Тогда я бы предложил, ван Фрейд перескакивал одной мысли на другую. Но это совсем нелепо. Театрал театральничал. Надеюсь, не ошибка в подсчетах. Ты упадешь с лестницы. Вижу, наконец, ты заинтересовался.
Константин задавался вопросом: какого черта он здесь делает, и зачем ему помощь, когда он в ней не нуждается? Он все-таки не Винсентван Фрейд.
Как? Один пролет. Сломанная шея. Долго, конечно, будешь лежать. Все по договору. Все по контракту.
Другие добровольцы вели себя на манер Артюра Элджерона. И Хель со своими нотациями и цитатами не вылетал из головы Кириллова. И снова Генрих Габлер. Чертова Герда. Герда. Герда. И Мисима-Монро. И Стефания Цветаева. И он, Константин Кириллов, допустил ошибку, когда решил стать проще, правильнее, доступнее. Парадокс.
Обычно предпочитают лифт. Звенел где-то голос доктора. Ох, уж этот евгетский, этот звездный язык. Моя куртизанка меня заездила.
Баран. Подумал Константин. А вслух тупо и неестественно пошутил, какая куртизанка? зная, что не умеет шутить. Никогда не умел.
Ошибешься в ударении день насмарку. Доктор ван Фрейд весь в себе. Ей, видишь ли, нравится, когда говоришь правильно. «Торты, шарфы, доски». Ударение, ударение, ударение. И тебе обеспечен выходной выпуск на поляне. Доктор закатил глаза, представляя себе картину. Как из «Облако в штате Сан-Франциско» Александры Сергеевны Есениной.
Владимира Владимировича Акутагава, совсем решил поиздеваться Кириллов.
Что говорить о сложных конструкциях и исключениях.
И не в штате, а в штамме.
У неё был репетитор, товарищ Синтаксис, так там, вообще, туши свет, ешь дошик.

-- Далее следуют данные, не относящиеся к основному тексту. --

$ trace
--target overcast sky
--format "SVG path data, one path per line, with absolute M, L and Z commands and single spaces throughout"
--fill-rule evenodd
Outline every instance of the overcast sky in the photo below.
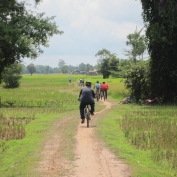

Вчера умер третий, Ганнибал Ганди, прыснул Кириллов.
Что? отреагировал ван Фрейд. Он стал размышлять. Глазки нервно забегали. Один доброволец стоял перед ним, другой мог нарушить договор.
Все время о нем говорит. Выплюнул хвост фразы доктор ван Фрейд. И это, знаешь ли, как-то. Пожевал губами. В общем, держи список. Заключил доктор. Контракт ты знаешь. По договору через неделю ты должен умереть. Заключил он, потирая острую седую бородку. И в руках Константина оказалась толстенная папка с условным названием «Волевой выбор». Тебе поставят памятник, чуть ли не выкрикнул, убегая доктор Винсент ван Фрейд.
Кириллов так и не смог прочесть третье слово, которое присутствовало на обложке, потому что оно было заляпано клеестым, как в фильмах про пиратов Адова моря, пятном от клюквенного сока, хотя это был виноградный сироп.